Nurses are given a somewhat more protective KN95 mask after someone has tested positive for COVID-19, May said. But by that point, health workers and other patients in the hospital already would have been exposed to the coronavirus.
And those KN95 masks do not meet longtime safety standards because they are not fitted like the more protective N95 respirators, May said. Some health-care workers at Temple told The Inquirer these masks are falling apart as they wear them.
May recently assisted with a “stat” cesarean section where the mother was COVID-19 positive, and said she had to scramble to mold a KN95 mask to her face when every second counted and lives were on the line.
“If I were to practice what I practiced today two months ago, or pre-pandemic, I would be considered a reckless nurse,” May said. “So I’ve had to lessen my standard, and compromise what I know is the right thing to do.”

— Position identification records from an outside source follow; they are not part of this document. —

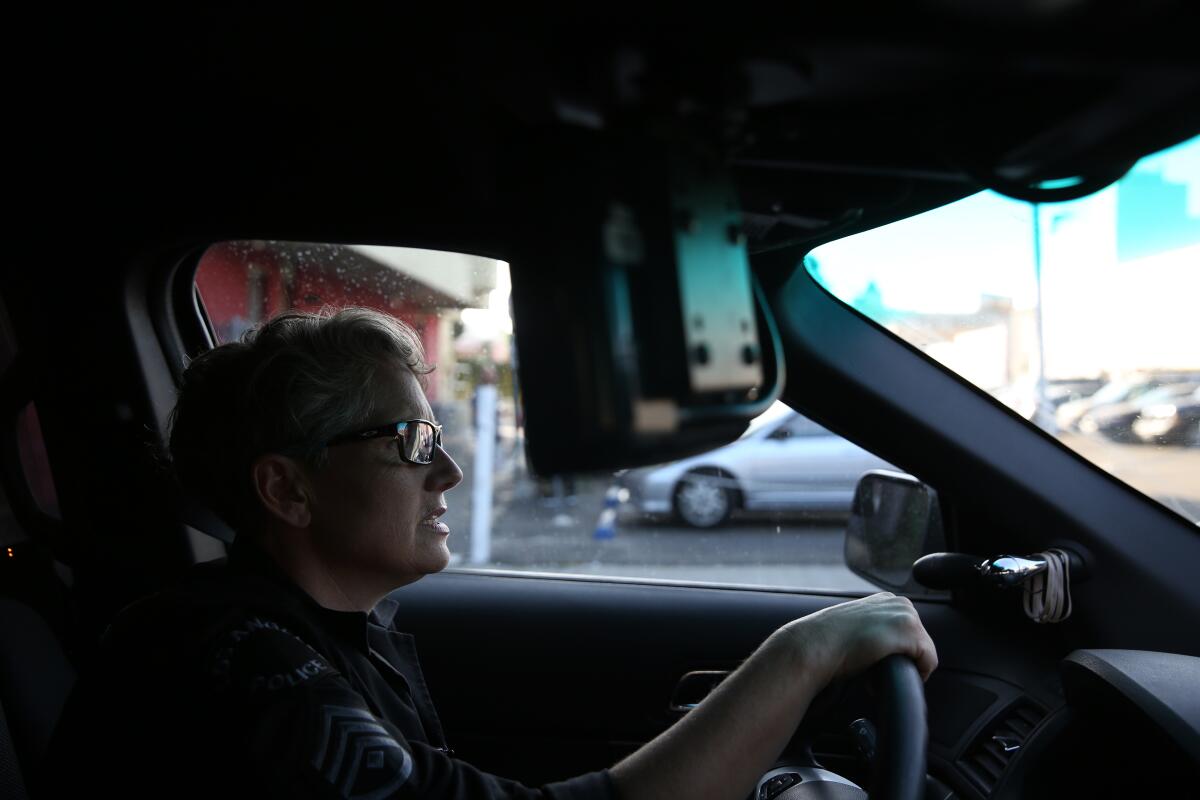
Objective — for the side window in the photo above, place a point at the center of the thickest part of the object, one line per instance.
(1079, 316)
(765, 510)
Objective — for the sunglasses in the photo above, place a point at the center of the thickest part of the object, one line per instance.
(417, 439)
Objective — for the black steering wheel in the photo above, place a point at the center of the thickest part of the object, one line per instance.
(901, 729)
(900, 738)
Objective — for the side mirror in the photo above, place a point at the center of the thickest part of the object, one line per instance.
(894, 519)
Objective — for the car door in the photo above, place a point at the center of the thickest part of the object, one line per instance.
(801, 464)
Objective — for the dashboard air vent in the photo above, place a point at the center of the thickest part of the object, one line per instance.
(1000, 743)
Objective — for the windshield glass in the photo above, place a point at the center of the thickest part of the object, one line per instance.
(1080, 316)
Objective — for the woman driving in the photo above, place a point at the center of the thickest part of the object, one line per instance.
(285, 671)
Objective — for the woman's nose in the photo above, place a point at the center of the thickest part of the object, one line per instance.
(445, 474)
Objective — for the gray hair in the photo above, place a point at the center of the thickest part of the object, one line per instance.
(287, 386)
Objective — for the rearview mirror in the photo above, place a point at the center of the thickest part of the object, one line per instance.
(641, 336)
(894, 519)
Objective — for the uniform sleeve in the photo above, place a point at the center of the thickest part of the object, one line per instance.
(304, 732)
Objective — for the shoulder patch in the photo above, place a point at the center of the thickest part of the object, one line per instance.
(259, 655)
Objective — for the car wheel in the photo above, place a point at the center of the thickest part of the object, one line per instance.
(705, 499)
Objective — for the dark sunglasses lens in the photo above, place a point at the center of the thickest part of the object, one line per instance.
(419, 440)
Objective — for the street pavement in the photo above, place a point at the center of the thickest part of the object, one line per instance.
(543, 527)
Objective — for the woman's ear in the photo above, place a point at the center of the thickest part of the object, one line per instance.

Temple University Hospital did not respond to a request for comment.
Nurses are being told that they need to accept the lower safety standards because the hospital is “in crisis mode,” May said. At the same time, she said, health systems are telling state officials that everything is under control.
A lack of face masks isn’t the only problem. Another nurse in the unit recently got sick with COVID-19 and ended up in intensive care, May said, and none of the nurse’s coworkers were notified even though they all had been in close contact. May and her colleagues only learned the nurse was sick when that nurse notified them.
“I believe we have lost faith in any system that is around us,” May said. “The federal government has failed us. The state has failed us.”